Using Double Spend Alerts: Merchant considerations
A merchant node which utilizes double-spend-proofs is advised to follow the following general procedure, when receiving a transaction that pays them whether through network or direct connection (e.g. BIP70):
Evaluate the transaction that pays them. If the transaction does not pay sufficient fee or is otherwise unfit as defined by the merchant independent of the criteria below, apply remedial action either by rejecting transaction or custom negotiations with the customer - fast transaction becomes irrelevant.
If the transaction does not fit any of the following criteria, do not rely on double-spend-proof, and instead either wait for confirmation or apply more stringent risk management:
The transaction must contain all P2PKH.
The transaction must either be spending only from confirmed UTXOs, or all of its ancestors in mempool must also be all-P2PKH transactions (Optional, requires BIP62).

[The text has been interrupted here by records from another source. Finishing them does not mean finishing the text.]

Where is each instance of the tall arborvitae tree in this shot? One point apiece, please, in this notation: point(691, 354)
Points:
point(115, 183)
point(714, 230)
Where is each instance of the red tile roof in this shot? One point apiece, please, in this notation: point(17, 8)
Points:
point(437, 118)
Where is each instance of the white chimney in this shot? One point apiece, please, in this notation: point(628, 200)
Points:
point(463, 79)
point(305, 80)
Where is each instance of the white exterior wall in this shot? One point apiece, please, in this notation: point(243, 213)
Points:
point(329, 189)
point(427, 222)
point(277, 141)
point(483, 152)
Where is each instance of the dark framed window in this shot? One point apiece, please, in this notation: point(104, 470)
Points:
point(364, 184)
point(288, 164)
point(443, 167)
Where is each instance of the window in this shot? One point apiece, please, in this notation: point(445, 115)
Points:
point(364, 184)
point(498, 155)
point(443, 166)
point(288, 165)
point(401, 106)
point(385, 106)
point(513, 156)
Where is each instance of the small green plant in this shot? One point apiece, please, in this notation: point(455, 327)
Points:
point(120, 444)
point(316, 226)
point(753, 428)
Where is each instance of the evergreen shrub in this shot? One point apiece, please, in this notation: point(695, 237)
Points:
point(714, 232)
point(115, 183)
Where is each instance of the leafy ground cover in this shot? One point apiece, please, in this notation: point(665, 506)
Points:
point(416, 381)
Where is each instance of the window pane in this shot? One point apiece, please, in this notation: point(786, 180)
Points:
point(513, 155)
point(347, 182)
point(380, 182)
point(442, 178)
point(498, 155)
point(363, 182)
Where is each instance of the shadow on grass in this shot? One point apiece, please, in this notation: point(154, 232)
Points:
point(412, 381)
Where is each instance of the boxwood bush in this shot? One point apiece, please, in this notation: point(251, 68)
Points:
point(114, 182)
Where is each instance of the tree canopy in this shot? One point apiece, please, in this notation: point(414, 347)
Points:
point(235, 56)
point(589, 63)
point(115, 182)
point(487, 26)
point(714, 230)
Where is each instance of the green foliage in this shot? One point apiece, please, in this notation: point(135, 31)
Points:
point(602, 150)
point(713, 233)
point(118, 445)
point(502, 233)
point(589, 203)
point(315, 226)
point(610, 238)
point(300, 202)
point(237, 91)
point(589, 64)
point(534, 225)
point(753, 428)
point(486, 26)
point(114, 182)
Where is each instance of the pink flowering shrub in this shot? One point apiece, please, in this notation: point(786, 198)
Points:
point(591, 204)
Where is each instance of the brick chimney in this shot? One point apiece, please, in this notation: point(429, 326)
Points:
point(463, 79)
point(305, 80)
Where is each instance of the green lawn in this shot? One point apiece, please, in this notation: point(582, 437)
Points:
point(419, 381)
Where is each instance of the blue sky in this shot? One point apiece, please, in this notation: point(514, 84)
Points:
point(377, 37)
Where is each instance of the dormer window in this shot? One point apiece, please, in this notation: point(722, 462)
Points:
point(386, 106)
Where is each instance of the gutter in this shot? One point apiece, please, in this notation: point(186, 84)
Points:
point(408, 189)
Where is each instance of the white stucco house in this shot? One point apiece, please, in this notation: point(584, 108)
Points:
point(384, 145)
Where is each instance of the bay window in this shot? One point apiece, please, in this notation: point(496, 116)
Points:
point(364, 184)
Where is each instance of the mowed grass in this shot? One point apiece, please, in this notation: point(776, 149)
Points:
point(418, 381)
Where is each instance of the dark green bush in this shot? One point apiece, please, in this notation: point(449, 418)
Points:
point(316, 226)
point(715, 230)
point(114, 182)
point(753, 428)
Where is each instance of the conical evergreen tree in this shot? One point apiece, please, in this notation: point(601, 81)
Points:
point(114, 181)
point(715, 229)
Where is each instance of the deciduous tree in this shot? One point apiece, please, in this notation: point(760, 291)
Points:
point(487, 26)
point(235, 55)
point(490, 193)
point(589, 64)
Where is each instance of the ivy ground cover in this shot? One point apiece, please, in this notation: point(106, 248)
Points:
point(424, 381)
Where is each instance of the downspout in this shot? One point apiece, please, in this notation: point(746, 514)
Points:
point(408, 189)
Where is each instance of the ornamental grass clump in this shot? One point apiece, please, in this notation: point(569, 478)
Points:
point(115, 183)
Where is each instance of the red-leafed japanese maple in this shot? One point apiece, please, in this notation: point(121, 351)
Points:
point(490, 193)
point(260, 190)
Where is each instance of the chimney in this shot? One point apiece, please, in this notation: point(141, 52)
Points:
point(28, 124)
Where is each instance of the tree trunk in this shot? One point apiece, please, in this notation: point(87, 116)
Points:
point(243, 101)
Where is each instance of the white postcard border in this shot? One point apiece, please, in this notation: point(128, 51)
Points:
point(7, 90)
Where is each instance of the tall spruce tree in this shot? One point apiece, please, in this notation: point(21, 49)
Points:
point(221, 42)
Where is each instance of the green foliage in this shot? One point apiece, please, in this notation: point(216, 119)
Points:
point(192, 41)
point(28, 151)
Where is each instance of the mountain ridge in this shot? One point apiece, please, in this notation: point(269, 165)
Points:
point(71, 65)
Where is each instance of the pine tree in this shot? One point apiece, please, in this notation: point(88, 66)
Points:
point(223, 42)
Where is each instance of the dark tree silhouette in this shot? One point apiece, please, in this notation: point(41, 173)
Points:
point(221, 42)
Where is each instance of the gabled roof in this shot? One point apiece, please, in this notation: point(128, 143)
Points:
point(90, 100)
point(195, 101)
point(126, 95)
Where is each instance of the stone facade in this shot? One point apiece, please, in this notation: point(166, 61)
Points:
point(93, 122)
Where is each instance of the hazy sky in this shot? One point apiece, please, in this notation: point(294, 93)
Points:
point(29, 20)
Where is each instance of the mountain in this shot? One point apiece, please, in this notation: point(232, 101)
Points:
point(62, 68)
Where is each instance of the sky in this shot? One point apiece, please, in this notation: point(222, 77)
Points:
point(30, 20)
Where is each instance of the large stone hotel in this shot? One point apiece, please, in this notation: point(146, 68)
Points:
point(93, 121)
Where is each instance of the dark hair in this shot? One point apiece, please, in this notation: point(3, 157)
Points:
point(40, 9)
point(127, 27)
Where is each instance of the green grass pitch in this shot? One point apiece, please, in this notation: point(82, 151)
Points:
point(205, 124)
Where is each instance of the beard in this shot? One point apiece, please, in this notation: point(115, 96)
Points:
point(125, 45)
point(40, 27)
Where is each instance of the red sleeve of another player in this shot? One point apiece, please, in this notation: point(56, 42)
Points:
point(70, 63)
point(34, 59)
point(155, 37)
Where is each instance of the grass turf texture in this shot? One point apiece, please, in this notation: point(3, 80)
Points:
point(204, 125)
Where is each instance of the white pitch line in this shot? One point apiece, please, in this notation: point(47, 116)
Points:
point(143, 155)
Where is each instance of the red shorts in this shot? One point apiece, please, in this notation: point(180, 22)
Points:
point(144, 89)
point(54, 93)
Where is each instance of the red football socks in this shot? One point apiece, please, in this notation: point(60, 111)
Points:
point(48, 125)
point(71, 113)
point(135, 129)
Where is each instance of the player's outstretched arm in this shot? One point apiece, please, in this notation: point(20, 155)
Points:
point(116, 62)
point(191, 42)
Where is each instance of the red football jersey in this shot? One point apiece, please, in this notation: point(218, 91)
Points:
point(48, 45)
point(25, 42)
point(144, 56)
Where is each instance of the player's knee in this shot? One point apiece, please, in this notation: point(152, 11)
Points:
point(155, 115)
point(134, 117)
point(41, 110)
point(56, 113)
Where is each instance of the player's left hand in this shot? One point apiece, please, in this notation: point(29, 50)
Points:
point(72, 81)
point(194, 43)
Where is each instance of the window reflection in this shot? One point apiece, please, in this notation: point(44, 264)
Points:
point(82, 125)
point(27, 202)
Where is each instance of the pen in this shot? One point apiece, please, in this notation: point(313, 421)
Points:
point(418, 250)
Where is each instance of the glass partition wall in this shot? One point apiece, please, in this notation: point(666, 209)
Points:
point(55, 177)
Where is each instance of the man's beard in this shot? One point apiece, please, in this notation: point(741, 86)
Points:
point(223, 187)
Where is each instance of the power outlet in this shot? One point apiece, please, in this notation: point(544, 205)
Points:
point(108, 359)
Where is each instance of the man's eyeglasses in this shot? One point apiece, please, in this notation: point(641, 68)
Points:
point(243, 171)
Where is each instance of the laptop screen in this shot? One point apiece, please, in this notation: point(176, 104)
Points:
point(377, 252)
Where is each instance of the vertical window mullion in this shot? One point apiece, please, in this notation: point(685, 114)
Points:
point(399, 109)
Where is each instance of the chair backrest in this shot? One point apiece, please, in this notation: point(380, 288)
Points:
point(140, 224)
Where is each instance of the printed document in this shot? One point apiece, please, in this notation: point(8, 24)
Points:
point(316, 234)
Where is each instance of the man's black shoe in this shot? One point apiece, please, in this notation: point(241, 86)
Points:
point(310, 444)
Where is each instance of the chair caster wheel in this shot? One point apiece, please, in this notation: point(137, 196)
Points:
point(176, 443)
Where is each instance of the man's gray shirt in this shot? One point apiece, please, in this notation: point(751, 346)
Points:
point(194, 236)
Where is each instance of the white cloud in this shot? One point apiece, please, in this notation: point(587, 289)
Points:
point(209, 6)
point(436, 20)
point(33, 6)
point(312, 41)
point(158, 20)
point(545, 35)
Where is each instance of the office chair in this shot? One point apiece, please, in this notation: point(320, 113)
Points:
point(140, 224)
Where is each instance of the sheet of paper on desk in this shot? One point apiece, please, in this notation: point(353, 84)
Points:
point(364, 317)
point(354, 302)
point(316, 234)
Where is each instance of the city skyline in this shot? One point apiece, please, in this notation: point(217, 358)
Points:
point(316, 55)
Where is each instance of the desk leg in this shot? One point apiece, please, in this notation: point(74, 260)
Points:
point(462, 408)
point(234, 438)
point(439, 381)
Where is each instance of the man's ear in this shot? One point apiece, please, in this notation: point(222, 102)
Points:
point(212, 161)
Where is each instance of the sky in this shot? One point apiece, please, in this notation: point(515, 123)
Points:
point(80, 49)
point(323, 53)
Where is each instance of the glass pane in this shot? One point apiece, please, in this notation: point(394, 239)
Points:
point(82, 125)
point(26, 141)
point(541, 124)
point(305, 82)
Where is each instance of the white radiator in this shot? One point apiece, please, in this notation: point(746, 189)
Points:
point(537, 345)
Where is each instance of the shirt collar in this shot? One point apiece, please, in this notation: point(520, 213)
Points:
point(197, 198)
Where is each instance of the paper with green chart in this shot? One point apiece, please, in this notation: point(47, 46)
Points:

All of the inputs in the relevant transaction, and its mempool ancestor chain (Optional, requires BIP62), must be signed SIGHASH_ALL without ANYONECANPAY.
- After affirming that the transaction fits the critera for applying double-spend-proofs, the merchant then waits T seconds, T being a variable adjusted to risk tolerance, for a proof to arrive. If a double-spend-proof corresponding to the paying transaction or any of its ancestors arrive, the merchant shall either decline the payment, or wait for confirmation. If no proof arrives within T seconds, the merchant hands out goods or services.
The 'forkid' spec Bitcoin Cash uses to validate signatures in transactions; replay-protected-sighash.md
License of this document
This document is licensed under the Creative Commons Attribution-ShareAlike 4.0 License (CC-BY-SA-4.0).